Parents, if you watch television this evening with your children in the room, you’d best stand ready with your thumb on the remote, ready to hit the power button. Am I expecting a scene of graphic horror or sordid pornography? No, but I’m quite sure your television will carry a political attack advertisement.
Even as you daily teach him how to behave kindly and with respect, he will see our political leaders at their very worst. He will listen as they vilify one another in a way that would never be allowed in his home or classroom.

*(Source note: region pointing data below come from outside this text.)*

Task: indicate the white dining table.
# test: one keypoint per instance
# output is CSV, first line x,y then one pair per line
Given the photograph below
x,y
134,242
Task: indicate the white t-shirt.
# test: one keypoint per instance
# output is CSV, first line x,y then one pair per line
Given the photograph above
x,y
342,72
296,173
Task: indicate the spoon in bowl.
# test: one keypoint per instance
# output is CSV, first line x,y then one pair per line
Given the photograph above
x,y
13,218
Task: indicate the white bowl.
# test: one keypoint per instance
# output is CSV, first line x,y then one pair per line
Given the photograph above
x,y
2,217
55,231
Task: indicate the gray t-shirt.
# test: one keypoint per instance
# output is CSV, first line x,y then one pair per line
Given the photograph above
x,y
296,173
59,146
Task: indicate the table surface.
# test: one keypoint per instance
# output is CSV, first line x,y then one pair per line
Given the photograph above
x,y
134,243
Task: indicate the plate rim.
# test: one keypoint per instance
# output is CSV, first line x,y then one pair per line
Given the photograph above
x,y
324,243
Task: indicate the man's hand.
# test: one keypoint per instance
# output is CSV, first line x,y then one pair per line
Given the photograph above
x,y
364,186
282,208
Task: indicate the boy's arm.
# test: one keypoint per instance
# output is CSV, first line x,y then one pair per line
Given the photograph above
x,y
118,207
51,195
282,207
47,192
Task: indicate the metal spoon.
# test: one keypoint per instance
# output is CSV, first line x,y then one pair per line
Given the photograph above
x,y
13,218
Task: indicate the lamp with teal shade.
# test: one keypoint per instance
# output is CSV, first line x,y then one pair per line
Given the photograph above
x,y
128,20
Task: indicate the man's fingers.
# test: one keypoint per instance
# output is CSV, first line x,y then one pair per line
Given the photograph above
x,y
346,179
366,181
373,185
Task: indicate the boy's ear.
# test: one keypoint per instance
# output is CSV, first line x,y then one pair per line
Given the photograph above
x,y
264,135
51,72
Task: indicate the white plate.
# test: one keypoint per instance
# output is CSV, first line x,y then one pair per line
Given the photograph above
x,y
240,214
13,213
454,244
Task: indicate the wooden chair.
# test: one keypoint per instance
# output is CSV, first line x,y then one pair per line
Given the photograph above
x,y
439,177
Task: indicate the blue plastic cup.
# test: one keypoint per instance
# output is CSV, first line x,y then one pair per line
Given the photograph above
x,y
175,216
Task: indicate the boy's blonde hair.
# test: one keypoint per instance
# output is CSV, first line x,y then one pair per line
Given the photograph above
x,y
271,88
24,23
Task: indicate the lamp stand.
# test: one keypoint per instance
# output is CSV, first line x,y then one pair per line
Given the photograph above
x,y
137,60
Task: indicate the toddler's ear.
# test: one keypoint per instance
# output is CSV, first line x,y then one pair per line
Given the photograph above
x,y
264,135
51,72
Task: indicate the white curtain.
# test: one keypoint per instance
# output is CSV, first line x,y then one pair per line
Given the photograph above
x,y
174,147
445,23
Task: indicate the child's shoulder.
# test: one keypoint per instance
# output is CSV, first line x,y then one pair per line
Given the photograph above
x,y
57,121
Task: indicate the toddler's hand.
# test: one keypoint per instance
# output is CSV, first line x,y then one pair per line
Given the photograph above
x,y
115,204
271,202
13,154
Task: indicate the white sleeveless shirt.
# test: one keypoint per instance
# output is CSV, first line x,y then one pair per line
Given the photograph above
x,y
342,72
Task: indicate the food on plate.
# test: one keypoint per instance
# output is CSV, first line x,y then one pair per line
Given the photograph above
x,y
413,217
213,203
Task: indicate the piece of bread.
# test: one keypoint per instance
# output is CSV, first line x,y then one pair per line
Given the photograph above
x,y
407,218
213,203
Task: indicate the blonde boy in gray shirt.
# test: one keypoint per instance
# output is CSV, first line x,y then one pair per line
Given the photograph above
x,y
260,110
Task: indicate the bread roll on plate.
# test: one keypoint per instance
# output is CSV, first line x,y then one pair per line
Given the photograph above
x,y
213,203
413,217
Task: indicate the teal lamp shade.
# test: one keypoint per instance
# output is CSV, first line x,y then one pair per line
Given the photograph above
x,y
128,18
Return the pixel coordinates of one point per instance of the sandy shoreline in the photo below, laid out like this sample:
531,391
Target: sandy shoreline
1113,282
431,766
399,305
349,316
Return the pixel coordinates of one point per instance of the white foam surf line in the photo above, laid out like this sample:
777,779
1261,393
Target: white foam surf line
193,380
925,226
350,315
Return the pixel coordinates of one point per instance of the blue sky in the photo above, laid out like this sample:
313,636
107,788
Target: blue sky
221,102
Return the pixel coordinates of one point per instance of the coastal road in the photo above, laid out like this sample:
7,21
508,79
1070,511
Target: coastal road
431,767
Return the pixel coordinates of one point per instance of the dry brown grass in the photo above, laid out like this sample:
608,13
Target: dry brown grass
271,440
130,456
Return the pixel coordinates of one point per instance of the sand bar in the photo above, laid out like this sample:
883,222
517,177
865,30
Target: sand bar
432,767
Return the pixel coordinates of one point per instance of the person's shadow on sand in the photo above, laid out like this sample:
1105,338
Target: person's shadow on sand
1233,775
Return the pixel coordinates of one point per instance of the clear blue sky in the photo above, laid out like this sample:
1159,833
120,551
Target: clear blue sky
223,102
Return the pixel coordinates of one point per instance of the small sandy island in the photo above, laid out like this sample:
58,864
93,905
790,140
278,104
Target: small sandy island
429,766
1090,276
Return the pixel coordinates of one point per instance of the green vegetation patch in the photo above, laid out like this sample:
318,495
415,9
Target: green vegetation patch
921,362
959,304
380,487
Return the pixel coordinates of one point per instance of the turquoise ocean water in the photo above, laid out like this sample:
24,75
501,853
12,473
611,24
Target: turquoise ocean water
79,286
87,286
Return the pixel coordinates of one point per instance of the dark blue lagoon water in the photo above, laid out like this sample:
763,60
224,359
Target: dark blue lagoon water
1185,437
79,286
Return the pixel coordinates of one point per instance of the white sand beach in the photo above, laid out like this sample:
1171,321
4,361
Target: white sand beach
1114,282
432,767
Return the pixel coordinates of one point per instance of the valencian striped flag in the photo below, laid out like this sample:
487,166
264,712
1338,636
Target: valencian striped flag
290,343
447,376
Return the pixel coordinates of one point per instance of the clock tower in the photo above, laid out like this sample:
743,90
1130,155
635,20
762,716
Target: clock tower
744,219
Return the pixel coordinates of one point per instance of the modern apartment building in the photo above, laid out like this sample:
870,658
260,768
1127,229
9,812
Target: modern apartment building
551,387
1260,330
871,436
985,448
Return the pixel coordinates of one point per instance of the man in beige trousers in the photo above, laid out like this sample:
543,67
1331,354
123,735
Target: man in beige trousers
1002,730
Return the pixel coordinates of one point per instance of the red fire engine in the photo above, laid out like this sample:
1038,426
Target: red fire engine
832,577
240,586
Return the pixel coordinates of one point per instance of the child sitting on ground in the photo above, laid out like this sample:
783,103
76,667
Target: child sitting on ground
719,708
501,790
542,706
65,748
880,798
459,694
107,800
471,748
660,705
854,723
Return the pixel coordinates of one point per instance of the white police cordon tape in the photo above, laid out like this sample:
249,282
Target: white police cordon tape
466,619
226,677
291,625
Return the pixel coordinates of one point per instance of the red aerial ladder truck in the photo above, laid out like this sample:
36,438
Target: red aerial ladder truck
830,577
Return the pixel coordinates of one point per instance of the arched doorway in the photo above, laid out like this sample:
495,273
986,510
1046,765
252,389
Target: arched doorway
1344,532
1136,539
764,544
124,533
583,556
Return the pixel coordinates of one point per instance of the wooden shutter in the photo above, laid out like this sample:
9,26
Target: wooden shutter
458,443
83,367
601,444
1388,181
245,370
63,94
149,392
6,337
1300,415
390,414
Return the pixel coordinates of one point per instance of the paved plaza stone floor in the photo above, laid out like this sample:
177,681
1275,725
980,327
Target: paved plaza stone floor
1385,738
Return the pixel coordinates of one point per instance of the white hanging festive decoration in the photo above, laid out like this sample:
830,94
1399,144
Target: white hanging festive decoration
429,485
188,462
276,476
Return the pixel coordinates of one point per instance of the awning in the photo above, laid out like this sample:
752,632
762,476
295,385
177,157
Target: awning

For while he’s been taught the Golden Rule, current political campaigns seem to run on that rule’s antithesis: Do unto others before they can do it to you. Candidates seem compelled to destroy each other’s credibility. Rather than focusing on each other’s strengths and contributions to public life, they delight in catching each other in a mistake.
This model of meanness is not lost on children, who learn about bullying and intimidation from these leaders. So rather than providing an ideal for our children to look up to, these dirty campaigners provide disillusionment for us all.
While dirty politics is nothing new, past leaders debated ideas with less nastiness. The early friendship of John Adams and Thomas Jefferson enabled them to work together on the Declaration of Independence. But soon their very real philosophical differences had them in hot debate. They rarely saw eye to eye.
Through it all, their discourse remained respectful and polite. In fact, following their Presidential terms, they corresponded for many years in letters now stored in the National Archives.
Their letters are often argumentative and their differences of opinion lasted until their deaths hours apart on July 4, 1826.
But the tone of these letters is one of deep respect for a worthy contender. Toward the end of one correspondence, Jefferson voiced genuine concern for his old nemesis in these words: “Nights of rest to you and days of tranquility are the wishes I tender you with my affect[iona]te respects.”
Respect for one another and civil discourse would lead to “nights of rest and days of tranquility” for the weary electorate and their children, too. Just what we all hope for when this campaign season—finally—comes to an end.